The 2023 Alzheimer’s Association International Conference (AAIC), which is the largest international conference dedicated to advancing dementia science, is happening this week from July 16 to 20. One of the conference’s highlights includes utilising personalised and precision medicine towards advancing Alzheimer’s disease (AD) treatments.
According to the World Health Organization, over 55 million people worldwide currently suffer from AD, the most common form of dementia. At this year’s AAIC, two new pipeline precision medicine strategies were mentioned; both of which use Clustered Regularly Interspaced Short Palindromic Repeats (CRISPR)-based technology.
One of them will aim to reduce the gene that is notably associated with AD, the APO-e4 gene. The second one will focus on reducing the production of beta-amyloid, a toxic protein in the brain that is a known hallmark of AD.
Interestingly, CRISPR-based technology is typically used in the field of oncology, but not in AD. In the oncology space, CRISPR is used to splice genetic mutations linked to cancer, such as the BRCA1 and BRCA2 mutations.

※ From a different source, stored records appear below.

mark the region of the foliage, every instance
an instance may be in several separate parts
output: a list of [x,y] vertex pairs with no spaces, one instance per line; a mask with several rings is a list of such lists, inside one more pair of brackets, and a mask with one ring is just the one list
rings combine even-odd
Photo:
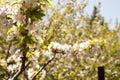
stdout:
[[[107,80],[120,75],[120,25],[109,29],[87,0],[0,0],[0,79]],[[47,4],[52,7],[48,8]]]

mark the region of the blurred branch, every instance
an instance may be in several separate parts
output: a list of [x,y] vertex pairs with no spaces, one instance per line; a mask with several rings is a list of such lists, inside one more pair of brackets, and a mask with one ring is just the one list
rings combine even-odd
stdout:
[[30,61],[26,63],[25,67],[23,67],[23,63],[22,63],[20,70],[10,80],[16,80],[17,77],[29,66],[29,64]]
[[[6,58],[5,58],[5,60],[6,60],[6,62],[7,62],[7,59],[8,59],[8,56],[9,56],[9,50],[10,50],[10,47],[12,46],[12,41],[10,41],[9,42],[9,45],[8,45],[8,49],[7,49],[7,54],[6,54]],[[8,63],[7,63],[8,64]]]
[[36,78],[36,76],[37,76],[43,69],[45,69],[45,67],[46,67],[47,65],[49,65],[49,63],[51,63],[51,62],[53,61],[53,59],[55,58],[55,55],[56,55],[56,53],[54,54],[54,56],[53,56],[50,60],[48,60],[48,61],[38,70],[38,72],[31,78],[31,80],[34,80],[34,79]]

Likewise, this same precision medicine tool can be used to target and splice specific genes associated with AD.
According to GlobalData, the global AD market is currently valued at $2.7bn and is forecasted to grow at a compound annual growth rate (CAGR) of 29%, reaching about $16bn by 2030. Given the high success rate of precision medicine in the oncology space, the benefits of precision medicine will be significant should they transfer to AD treatments. Technological advancements in precision medicine for AD treatments will surely contribute to the global AD market’s aggressive growth.